To add to Sachs' synopsis of OECD data, I looked at theirs on population growth and immigration. (I was tickled pink – oops, maybe the wrong color here – to find the tables downloadable as spreadsheets.) Over the past 10 years, population growth of 6 Anglophone countries (including Ireland ?) was 1% per year and that of the Scandanavian countries 0.36%. Net migration over the same period was 4.5 per 1000 population for Anglophones and 1.9 for Scandanavians. First thought, of course, was that if it was so much better in Scandanavia, how come the immigration rate is less than half that of the Anglophones? On the other hand, might not the population dynamics by themselves explain both the difference in average income and poverty rate.

Kent Gatewood November 18, 2006 at 11:41 am

I guess we all have a special book. While I really enjoyed the Friedmans' tv series, Alexander Solzhenitsyn's The Gulag Archipelago is mine. This life changing examination of the consequences of the communists search for social justice has forever made me more than suspicious of those like Ms Lav.

Sean November 18, 2006 at 1:36 pm

Hmm…somehow, for Sachs, looking at a bunch of numbers caused by a very high number of variables, most of which can't be controlled for, is now "science". And he even included a "poverty rate" of varying standards as well as a surely false "unemployment" rate (for example, Sweden's true unemployment rate is probably twice that reported). Also, why not throw in places like Japan and South Korea as low-tax areas….oh yeah, might mess up your little "R&D % of GDP" data line.

Mike Linksvayer November 18, 2006 at 2:47 pm

Wow, I am deeply embarrassed for Sachs, and for SciAm's editors.

You should know about

Stormy Dragon November 18, 2006 at 4:07 pm

I used to be a subscriber to Scientific American back in the 80's and 90's, but as time went on, the political bias in their articles became increasingly blatant. I stopped subscribing when they crosses the line into presenting publishing pseudo-scientific stuff like the Sach's article. It appears they haven't changed much since I left.

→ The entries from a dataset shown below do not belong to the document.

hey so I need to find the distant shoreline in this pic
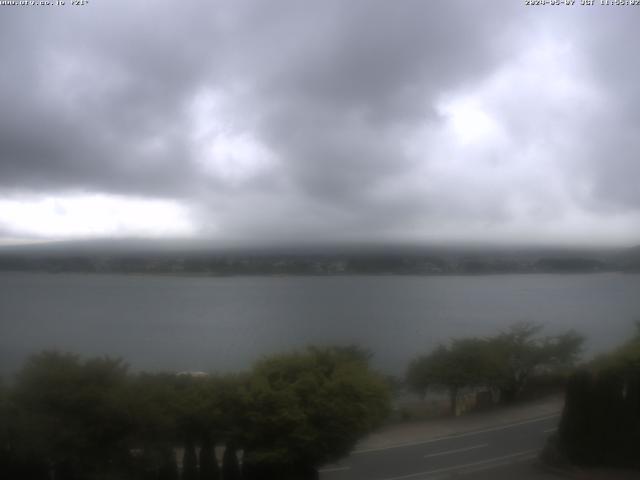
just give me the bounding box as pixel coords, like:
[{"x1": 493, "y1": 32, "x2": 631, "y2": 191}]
[
  {"x1": 0, "y1": 269, "x2": 636, "y2": 279},
  {"x1": 1, "y1": 246, "x2": 638, "y2": 277}
]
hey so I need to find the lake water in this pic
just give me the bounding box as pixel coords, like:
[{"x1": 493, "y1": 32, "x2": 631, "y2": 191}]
[{"x1": 1, "y1": 272, "x2": 639, "y2": 377}]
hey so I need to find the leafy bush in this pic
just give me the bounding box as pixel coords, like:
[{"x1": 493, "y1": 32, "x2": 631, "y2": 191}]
[
  {"x1": 239, "y1": 346, "x2": 390, "y2": 479},
  {"x1": 0, "y1": 346, "x2": 390, "y2": 480}
]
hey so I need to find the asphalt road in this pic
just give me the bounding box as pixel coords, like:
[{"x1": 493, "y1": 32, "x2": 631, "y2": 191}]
[{"x1": 319, "y1": 414, "x2": 561, "y2": 480}]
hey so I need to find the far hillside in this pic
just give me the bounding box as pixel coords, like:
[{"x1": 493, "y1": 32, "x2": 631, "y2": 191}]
[{"x1": 0, "y1": 241, "x2": 638, "y2": 276}]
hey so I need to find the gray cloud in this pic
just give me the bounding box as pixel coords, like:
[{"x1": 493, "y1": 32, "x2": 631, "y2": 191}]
[{"x1": 0, "y1": 1, "x2": 638, "y2": 245}]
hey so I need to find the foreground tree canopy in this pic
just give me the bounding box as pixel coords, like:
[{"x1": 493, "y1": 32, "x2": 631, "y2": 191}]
[
  {"x1": 406, "y1": 322, "x2": 585, "y2": 410},
  {"x1": 239, "y1": 346, "x2": 390, "y2": 478},
  {"x1": 550, "y1": 323, "x2": 640, "y2": 469},
  {"x1": 0, "y1": 346, "x2": 390, "y2": 480}
]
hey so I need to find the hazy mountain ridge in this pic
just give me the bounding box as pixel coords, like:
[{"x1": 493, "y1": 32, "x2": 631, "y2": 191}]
[{"x1": 0, "y1": 240, "x2": 637, "y2": 275}]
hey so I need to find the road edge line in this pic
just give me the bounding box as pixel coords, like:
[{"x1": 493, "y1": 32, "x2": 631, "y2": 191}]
[{"x1": 353, "y1": 412, "x2": 560, "y2": 455}]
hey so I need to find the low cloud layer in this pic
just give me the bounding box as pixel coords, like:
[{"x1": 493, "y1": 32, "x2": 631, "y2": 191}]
[{"x1": 1, "y1": 1, "x2": 638, "y2": 246}]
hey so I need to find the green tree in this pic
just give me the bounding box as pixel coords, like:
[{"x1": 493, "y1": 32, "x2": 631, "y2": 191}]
[
  {"x1": 406, "y1": 355, "x2": 433, "y2": 400},
  {"x1": 239, "y1": 346, "x2": 390, "y2": 479},
  {"x1": 406, "y1": 339, "x2": 499, "y2": 414},
  {"x1": 592, "y1": 321, "x2": 640, "y2": 375},
  {"x1": 407, "y1": 323, "x2": 584, "y2": 409},
  {"x1": 489, "y1": 323, "x2": 584, "y2": 402},
  {"x1": 556, "y1": 364, "x2": 640, "y2": 468},
  {"x1": 127, "y1": 373, "x2": 182, "y2": 462},
  {"x1": 197, "y1": 374, "x2": 247, "y2": 451},
  {"x1": 11, "y1": 351, "x2": 133, "y2": 479},
  {"x1": 127, "y1": 372, "x2": 223, "y2": 478}
]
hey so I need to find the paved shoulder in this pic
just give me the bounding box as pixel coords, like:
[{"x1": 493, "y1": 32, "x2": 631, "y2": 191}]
[
  {"x1": 356, "y1": 395, "x2": 563, "y2": 452},
  {"x1": 320, "y1": 396, "x2": 565, "y2": 480}
]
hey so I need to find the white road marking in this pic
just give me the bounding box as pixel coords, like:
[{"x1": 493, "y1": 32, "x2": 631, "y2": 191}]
[
  {"x1": 378, "y1": 449, "x2": 538, "y2": 480},
  {"x1": 424, "y1": 443, "x2": 488, "y2": 458},
  {"x1": 318, "y1": 466, "x2": 351, "y2": 473},
  {"x1": 353, "y1": 413, "x2": 560, "y2": 455},
  {"x1": 456, "y1": 450, "x2": 540, "y2": 476}
]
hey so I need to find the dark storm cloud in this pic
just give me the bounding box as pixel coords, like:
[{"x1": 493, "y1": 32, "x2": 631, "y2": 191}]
[
  {"x1": 578, "y1": 13, "x2": 640, "y2": 211},
  {"x1": 0, "y1": 0, "x2": 638, "y2": 244},
  {"x1": 250, "y1": 1, "x2": 517, "y2": 200},
  {"x1": 0, "y1": 2, "x2": 222, "y2": 196}
]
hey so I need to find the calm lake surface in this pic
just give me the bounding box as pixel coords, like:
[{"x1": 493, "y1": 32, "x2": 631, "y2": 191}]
[{"x1": 1, "y1": 272, "x2": 639, "y2": 376}]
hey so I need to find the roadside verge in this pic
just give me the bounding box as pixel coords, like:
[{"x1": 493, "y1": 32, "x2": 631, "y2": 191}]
[{"x1": 354, "y1": 395, "x2": 564, "y2": 454}]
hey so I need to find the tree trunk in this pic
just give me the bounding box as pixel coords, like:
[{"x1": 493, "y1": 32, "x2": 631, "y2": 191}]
[
  {"x1": 158, "y1": 448, "x2": 179, "y2": 480},
  {"x1": 199, "y1": 436, "x2": 219, "y2": 480},
  {"x1": 450, "y1": 386, "x2": 459, "y2": 416},
  {"x1": 222, "y1": 443, "x2": 240, "y2": 480},
  {"x1": 182, "y1": 440, "x2": 198, "y2": 480}
]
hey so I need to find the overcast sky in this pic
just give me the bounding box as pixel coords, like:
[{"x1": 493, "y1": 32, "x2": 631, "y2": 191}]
[{"x1": 1, "y1": 0, "x2": 638, "y2": 248}]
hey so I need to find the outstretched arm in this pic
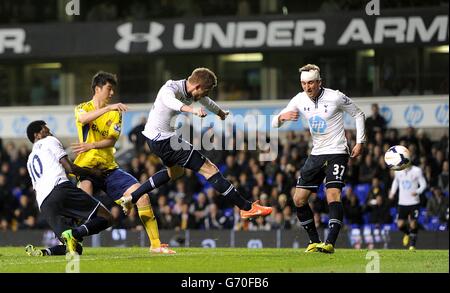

Sad to see such a venerable magazine reduced to such a state.

Brad Hutchings November 19, 2006 at 2:59 am

Example 182,361 of "Conservatives are evil, liberals are stupid". Apologies for lumping you in with the conservatives. Embrace being evil. It makes the argument so much easier.

Henri Hein November 19, 2006 at 3:45 am

This is mind-numbing.

"The evidence is now in "

Mr. Sachs has only now discovered emperical evidence in the social sciences?

"Friedrich Von Hayek was wrong"

Hayek attacked socialism, not welfare.

One of the things about the Scandinavian countries that is often overlooked is that they have a strong tradition of property rights, going back further than even Englands. Their commitment to a freemarket economy was never in serious question.